Here's a decidedly odd gendanken experiment which illustrates what next-gen sequencing is doing to the ocst.
A common way of deriving the complete sequence of a large clone is shotgun sequencing -- the clone is fragmented randomly into lots of little fragments. With conventional (Sanger) sequencing these fragments are cloned, clones are picked and each clone sequenced. By using a universal primer (or more likely primer pair; one read from each end), a lot of data can be generated cheaply.
If you search online for DNA sequencing, a common advertised cost is $3.50 per Sanger read. This probably doesn't include clone picking or library construction, but we'll ignore that. Read lengths vary, but to keep the math simple lets say we average 500 nucleotide reads, which from my experience is not unreasonable, though very good operations will routinely get longer reads.
So, at that price and read length it's $7.00 per kilobase of raw data. For shotgunning, collecting 10X-20X coverage is quite common and likely to give a reasonable final assembly, though higher is always better. At 10X coverage, that means for each 1Kb of original clone we'll spend $70.00.

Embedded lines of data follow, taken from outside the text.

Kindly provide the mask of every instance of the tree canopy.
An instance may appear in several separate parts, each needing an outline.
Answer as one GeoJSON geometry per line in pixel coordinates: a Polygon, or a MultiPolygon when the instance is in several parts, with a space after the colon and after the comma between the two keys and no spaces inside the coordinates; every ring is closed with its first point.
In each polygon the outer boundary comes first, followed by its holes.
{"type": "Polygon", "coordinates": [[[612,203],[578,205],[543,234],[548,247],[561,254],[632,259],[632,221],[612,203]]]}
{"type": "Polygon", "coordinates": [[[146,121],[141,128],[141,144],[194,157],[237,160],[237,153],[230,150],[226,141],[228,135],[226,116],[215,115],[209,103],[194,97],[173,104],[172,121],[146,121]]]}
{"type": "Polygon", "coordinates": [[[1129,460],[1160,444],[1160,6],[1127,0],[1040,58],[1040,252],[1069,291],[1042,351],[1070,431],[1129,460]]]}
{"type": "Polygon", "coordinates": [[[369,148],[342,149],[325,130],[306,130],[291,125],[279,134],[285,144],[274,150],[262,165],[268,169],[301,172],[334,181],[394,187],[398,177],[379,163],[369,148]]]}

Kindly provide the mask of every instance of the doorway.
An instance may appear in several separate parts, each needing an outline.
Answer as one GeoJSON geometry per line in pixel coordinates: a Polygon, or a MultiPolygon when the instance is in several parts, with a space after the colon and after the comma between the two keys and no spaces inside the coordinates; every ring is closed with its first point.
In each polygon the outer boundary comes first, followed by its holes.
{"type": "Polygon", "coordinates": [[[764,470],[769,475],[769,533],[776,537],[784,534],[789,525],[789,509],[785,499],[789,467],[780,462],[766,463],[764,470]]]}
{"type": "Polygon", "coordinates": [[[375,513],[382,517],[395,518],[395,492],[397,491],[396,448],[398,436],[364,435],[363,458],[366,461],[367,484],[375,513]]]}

Suppose we have an old cosmid -- which is about 50Kb of DNA including the vector. So to shotgun sequence it with Sanger sequencing, if building & picking the library were free, would be around $5200 for 15X coverage. Pretty cheap, right?
Except, for a measly $4700 you can have next gen sequencing of it (and that actually includes library construction costs). 680Mb of next gen sequencing -- or 1172X coverage. Indeed, if you left the E.coli host DNA in you'd still have well in excess of 100X coverage of E.coli plus your cosmid. So if you had multiple cosmids, you could actually get them sequenced for the same price, assuming you can distinguish them at the end (or they just assemble together anyway)!
Sequencing so cheap you can theoretically afford 99% contamination! Yikes!
Of course, it's unlikely you'd really want to be so profligate. Rather than resequence E.coli, you could pack a lot of inserts in. But it does underline why Sanger sequencing is quickly being relegated to a few niches (for example, when you need to screen clones in synthetic biology projects) & the price of used capillary sequencers is reputed to going south of $30K.